Journalisten meets Hanna Torsdotter Husabø (33) in Media City Bergen’s canteen, where Bergens Tidende (BT) is located. She’s one of the newspaper’s summer temps this year.
She talks about the time after she lost her job as CSR and fire manager at the GC Rieber group.
– The labor market wasn’t exactly great, there weren’t very many positions out there. And there were many people competing for those positions, says Husabø.
She applied for different positions, but began to think that this might be the time to think a little outside of the box.
– I’m over thirty years old, so I was kind of not quite ready to throw myself into a new master’s degree. It wasn’t that I didn’t necessarily want to study, but I didn’t like the idea of spending several years of my life on a degree that might not give me a job, says Husabø, who has a master’s degree in art history.

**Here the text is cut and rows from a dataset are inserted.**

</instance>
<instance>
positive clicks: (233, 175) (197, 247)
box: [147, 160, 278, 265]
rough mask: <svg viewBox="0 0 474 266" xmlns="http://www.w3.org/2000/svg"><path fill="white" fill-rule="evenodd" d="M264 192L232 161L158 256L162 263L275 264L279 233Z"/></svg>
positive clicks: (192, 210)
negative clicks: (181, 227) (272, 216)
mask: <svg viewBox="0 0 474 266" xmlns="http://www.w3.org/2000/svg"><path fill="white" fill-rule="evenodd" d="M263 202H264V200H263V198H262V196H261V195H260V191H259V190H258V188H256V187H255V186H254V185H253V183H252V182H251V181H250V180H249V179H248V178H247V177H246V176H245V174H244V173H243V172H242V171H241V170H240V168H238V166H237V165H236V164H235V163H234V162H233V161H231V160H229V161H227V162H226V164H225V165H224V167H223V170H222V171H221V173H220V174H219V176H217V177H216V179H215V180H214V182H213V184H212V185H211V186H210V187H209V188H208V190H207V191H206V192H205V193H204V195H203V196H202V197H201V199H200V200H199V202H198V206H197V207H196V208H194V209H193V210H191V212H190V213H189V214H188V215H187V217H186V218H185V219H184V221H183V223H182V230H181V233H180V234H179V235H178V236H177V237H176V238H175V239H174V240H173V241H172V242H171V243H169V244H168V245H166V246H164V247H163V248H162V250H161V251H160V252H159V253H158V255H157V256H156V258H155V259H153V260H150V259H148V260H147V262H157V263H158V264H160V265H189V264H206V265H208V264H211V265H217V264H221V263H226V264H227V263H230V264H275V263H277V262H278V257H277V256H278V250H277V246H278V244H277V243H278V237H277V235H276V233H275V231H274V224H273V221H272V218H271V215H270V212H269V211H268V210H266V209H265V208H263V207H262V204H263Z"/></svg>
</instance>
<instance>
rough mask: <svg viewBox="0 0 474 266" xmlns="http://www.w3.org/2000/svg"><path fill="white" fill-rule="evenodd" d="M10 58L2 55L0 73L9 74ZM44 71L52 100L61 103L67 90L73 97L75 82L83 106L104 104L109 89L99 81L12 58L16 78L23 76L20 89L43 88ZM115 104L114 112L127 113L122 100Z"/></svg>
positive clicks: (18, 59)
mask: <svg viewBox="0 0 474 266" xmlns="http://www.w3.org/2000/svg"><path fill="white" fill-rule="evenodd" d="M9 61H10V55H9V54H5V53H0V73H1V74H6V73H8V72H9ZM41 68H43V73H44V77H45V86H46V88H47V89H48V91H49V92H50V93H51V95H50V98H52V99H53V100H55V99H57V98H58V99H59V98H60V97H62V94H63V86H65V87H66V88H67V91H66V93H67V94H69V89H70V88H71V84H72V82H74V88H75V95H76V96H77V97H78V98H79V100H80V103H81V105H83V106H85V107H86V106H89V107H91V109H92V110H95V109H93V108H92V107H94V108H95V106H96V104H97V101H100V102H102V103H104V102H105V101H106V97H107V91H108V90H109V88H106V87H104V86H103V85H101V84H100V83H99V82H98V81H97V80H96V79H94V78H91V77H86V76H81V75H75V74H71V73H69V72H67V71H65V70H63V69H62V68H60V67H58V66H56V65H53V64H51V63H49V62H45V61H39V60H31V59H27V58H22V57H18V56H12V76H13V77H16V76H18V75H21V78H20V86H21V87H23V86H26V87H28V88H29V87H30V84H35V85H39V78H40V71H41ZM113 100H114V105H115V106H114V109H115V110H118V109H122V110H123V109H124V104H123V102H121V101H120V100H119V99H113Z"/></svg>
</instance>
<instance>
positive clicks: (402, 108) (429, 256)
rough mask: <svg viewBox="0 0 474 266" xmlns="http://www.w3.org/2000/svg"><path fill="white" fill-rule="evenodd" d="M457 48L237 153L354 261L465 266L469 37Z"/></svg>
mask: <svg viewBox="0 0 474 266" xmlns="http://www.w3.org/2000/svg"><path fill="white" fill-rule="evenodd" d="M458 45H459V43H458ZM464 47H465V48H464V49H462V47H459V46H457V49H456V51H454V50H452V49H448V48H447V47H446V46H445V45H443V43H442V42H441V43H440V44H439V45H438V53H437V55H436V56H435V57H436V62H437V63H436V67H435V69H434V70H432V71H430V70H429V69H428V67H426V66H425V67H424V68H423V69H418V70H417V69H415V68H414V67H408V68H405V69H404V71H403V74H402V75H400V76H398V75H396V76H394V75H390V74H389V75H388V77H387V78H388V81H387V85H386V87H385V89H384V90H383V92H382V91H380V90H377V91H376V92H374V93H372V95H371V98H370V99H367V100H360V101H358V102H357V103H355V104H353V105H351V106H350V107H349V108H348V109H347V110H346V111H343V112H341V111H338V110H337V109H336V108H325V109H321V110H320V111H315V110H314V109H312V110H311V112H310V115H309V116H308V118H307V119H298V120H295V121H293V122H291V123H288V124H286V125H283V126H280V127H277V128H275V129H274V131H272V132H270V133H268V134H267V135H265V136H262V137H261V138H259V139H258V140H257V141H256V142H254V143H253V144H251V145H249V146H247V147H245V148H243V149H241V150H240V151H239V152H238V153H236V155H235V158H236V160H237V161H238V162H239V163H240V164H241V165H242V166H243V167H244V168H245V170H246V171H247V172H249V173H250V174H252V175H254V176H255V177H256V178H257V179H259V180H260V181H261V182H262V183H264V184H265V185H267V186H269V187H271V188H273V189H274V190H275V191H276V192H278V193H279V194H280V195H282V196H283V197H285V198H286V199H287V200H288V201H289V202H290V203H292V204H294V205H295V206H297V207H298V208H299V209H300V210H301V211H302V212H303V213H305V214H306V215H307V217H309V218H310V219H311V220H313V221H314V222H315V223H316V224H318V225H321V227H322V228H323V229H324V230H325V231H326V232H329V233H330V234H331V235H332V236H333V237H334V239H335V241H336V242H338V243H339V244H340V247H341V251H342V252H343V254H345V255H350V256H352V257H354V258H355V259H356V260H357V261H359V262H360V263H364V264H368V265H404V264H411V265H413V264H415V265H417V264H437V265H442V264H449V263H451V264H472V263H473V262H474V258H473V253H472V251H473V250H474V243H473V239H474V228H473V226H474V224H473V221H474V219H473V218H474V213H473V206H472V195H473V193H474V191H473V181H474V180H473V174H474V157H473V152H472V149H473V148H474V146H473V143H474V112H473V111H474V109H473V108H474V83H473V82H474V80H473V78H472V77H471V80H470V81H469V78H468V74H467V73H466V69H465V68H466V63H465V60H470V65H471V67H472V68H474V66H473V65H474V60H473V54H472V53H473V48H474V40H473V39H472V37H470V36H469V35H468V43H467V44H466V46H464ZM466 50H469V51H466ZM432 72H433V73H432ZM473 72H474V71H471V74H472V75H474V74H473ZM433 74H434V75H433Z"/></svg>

Coincidentally, Nynorsk Avissenter appeared on Finn.no when she was looking for work. It is a six-month practical journalism education.

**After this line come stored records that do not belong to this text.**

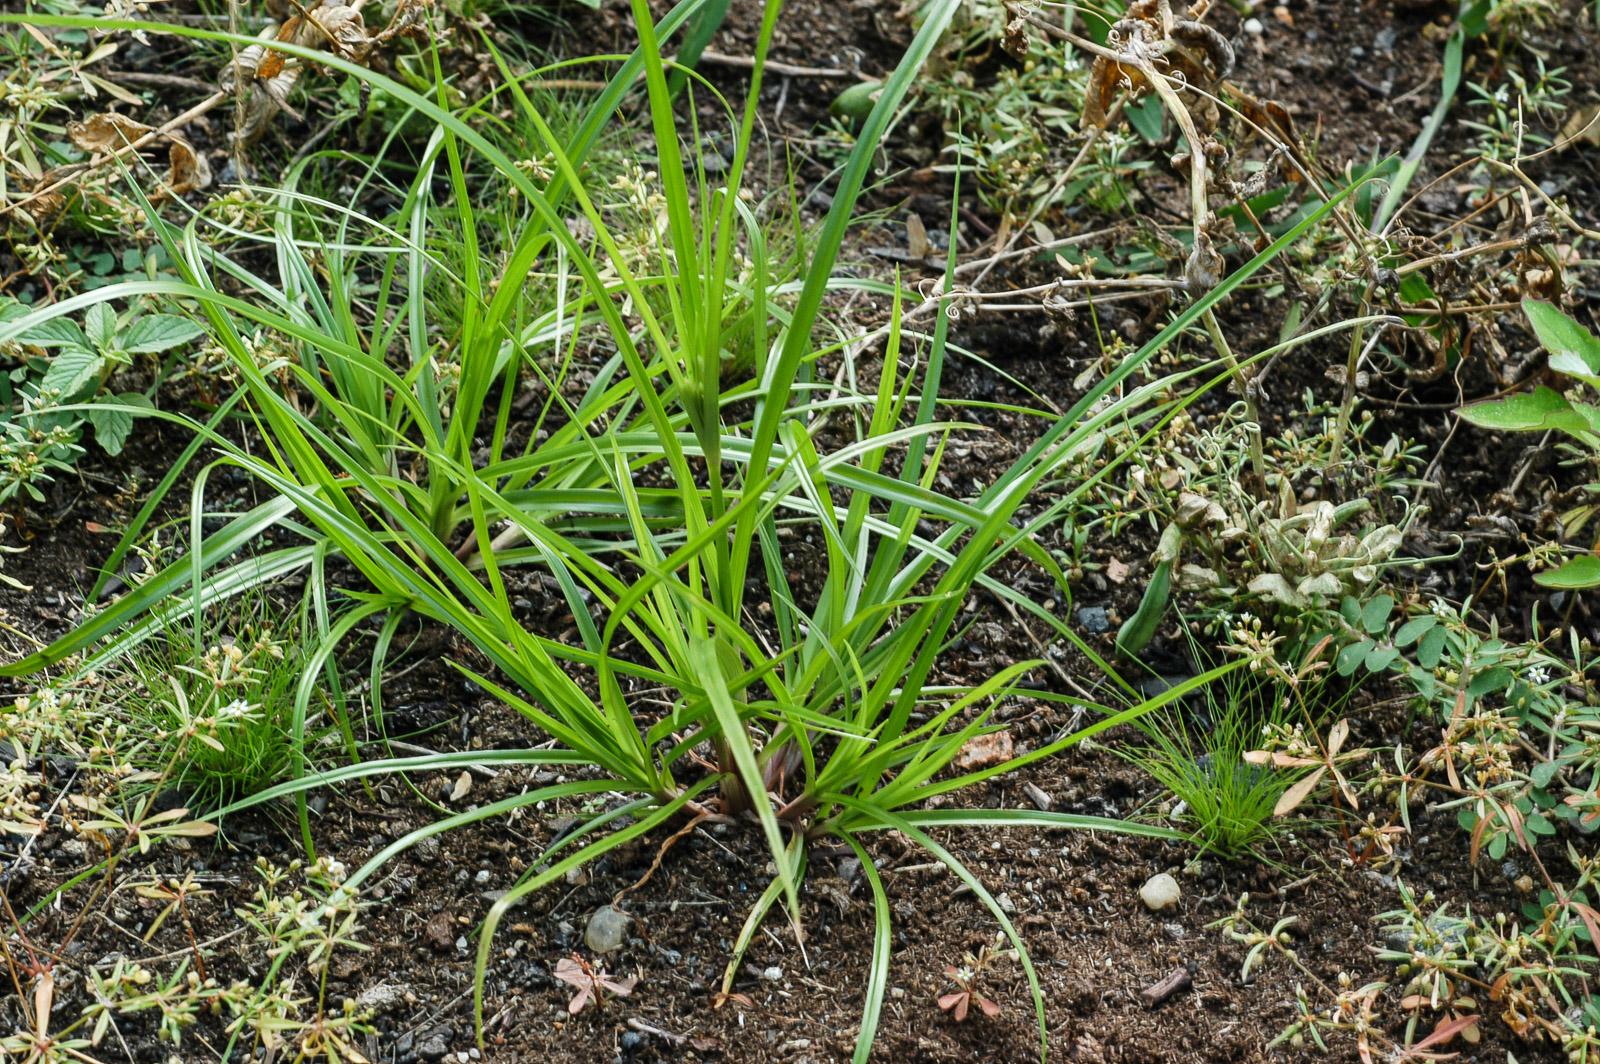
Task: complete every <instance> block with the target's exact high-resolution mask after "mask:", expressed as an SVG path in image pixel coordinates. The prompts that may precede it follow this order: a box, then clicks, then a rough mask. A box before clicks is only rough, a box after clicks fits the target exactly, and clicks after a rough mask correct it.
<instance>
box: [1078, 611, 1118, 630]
mask: <svg viewBox="0 0 1600 1064" xmlns="http://www.w3.org/2000/svg"><path fill="white" fill-rule="evenodd" d="M1078 624H1082V626H1083V627H1085V629H1088V630H1090V632H1093V634H1094V635H1099V634H1101V632H1109V630H1110V616H1107V614H1106V606H1078Z"/></svg>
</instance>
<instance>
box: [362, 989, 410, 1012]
mask: <svg viewBox="0 0 1600 1064" xmlns="http://www.w3.org/2000/svg"><path fill="white" fill-rule="evenodd" d="M355 1003H357V1005H360V1006H362V1008H370V1010H373V1011H378V1013H382V1011H387V1010H390V1008H394V1006H395V1005H403V1003H405V987H403V986H400V984H395V982H379V984H378V986H373V987H366V989H365V990H362V992H360V994H358V995H357V998H355Z"/></svg>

– It looked fun. I have nothing to lose, I thought. “I’m probably not going to get a spot because I’m old, I’ve done everything else and it’s probably too late.”
Lots of practical work
She applied and didn’t tell anyone about it. But eventually she got a spot and started in January of this year.
– I then moved to Førde, where the center is located. I was there for four months, and got an internship here at BT and further work as a summer temp. I started interning in May, but we worked in Firda the first months, so it was really interning almost from day one. It was a lot of practical work, but mixed with a good deal of classes and teaching, she says about the training.
Followed Erna Solberg
A few weeks ago, she traveled to Sotra to follow along when prime minister Erna Solberg was there to visit the fire site and those who’d worked with a fire there.
– Then I was out and about, and had to write an article in the car on the road, had to interview people, and there was a lot that happened at once. It was an exciting thing to experience, a different way of working than the classic “call, arrange an interview, write the interview, edit photos”.
Lately, she’s also worked a lot with «Bergen’s best», a section where BT’s readers vote for their favorites among the city’s restaurants, bars and shops.
– It’s a fairly large project that BT has going through the summer. It’s also been a lot of fun and a different thing to work with.
The period in BT has been very nice, says Husabø.
– I’ve learned a lot in a short time. What I think has been very nice is how you just get thrown into it: you get quite a lot of responsibility from day one. They trust you to fix the job, but of course they’re always ready to help. My closest leader has been very nice to spar with, but it’s not the case that I’ve shadowed another journalist to be trained.
She’s been thrown into the various tasks, and has been asked to write her own articles and do her own interviews.
– You are, in a way, an ordinary journalist from day one.